First- and Second-Level Bias in Automated Decision-making

Philosophy & Technology - Tập 35 - Trang 1-20 - 2022
Ulrik Franke1,2
1RISE Research Institutes of Sweden, Kista, Sweden
2KTH Royal Institute of Technology, Stockholm, Sweden

Tóm tắt

Recent advances in artificial intelligence offer many beneficial prospects. However, concerns have been raised about the opacity of decisions made by these systems, some of which have turned out to be biased in various ways.
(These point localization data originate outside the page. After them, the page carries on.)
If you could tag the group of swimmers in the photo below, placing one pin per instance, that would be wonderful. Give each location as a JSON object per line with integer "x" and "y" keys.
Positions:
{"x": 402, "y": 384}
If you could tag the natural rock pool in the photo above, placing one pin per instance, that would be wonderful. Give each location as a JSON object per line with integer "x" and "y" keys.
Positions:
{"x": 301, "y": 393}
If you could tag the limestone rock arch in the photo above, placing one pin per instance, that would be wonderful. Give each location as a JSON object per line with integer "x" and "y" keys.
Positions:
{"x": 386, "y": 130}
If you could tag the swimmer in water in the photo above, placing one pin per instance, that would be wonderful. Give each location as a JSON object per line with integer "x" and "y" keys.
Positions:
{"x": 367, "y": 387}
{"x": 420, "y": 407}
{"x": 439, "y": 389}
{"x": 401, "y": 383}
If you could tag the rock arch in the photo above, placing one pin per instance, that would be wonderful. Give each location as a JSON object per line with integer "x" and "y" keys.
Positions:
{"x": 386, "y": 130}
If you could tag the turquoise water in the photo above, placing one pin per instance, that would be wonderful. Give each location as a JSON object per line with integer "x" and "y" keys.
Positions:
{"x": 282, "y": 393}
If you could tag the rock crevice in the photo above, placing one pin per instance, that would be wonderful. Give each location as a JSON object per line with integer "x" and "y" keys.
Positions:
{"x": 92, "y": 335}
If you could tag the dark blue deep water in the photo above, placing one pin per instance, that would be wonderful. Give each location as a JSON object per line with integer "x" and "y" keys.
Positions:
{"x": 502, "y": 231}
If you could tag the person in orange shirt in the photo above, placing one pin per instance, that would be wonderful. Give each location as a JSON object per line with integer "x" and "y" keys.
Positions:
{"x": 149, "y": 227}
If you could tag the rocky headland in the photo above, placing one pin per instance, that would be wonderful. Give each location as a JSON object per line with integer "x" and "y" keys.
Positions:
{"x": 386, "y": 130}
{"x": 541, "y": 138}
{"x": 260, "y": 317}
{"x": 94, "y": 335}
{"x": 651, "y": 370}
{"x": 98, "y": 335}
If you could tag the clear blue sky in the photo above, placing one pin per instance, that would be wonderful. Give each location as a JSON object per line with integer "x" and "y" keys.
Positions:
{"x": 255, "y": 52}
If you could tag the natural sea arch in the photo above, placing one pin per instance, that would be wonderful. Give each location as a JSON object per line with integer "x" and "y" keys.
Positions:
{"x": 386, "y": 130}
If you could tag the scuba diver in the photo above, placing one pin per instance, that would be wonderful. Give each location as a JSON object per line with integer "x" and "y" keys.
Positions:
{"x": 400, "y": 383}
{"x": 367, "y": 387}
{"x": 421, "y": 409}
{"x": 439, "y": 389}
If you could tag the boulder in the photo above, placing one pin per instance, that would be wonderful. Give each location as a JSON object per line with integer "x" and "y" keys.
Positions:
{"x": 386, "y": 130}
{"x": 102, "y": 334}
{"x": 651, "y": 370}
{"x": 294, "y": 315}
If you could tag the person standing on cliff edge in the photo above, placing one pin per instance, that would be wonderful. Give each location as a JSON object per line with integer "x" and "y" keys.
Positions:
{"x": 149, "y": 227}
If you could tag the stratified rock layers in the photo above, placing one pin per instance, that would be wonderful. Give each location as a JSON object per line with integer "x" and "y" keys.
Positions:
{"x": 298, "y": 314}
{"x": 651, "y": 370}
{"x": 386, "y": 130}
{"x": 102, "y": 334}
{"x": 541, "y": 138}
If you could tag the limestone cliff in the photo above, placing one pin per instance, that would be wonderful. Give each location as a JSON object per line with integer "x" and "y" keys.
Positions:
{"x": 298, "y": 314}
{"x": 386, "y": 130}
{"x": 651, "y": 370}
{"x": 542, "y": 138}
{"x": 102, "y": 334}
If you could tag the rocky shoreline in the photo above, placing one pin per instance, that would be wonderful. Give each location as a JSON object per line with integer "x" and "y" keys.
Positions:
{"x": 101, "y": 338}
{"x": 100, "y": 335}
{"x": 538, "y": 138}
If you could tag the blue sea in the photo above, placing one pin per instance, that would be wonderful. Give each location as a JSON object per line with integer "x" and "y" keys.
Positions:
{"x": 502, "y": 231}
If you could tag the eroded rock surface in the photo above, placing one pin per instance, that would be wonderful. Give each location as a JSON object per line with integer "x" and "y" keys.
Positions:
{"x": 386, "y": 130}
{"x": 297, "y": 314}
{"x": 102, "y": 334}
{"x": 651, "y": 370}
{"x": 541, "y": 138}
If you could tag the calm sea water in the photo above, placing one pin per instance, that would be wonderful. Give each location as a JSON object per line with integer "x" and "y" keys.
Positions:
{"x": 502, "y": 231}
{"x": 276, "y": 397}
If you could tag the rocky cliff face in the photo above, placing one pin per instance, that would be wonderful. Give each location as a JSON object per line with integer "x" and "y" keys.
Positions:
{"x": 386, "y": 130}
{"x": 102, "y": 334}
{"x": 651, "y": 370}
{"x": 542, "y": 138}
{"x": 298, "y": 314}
This article makes a contribution to a growing body of literature on how to make systems for automated decision-making more transparent, explainable, and fair by drawing attention to and further elaborating a distinction first made by Nozick (1993) between first-level bias in the application of standards and second-level bias in the choice of standards, as well as a second distinction between discrimination and arbitrariness. Applying the typology developed, a number of illuminating observations are made. First, it is observed that some reported bias in automated decision-making is first-level arbitrariness, which can be alleviated by explainability techniques. However, such techniques have only a limited potential to alleviate first-level discrimination. Second, it is argued that second-level arbitrariness is probably quite common in automated decision-making. In contrast to first-level arbitrariness, however, second-level arbitrariness is not straightforward to detect automatically. Third, the prospects for alleviating arbitrariness are discussed. It is argued that detecting and alleviating second-level arbitrariness is a profound problem because there are many contrasting and sometimes conflicting standards from which to choose, and even when we make intentional efforts to choose standards for good reasons, some second-level arbitrariness remains.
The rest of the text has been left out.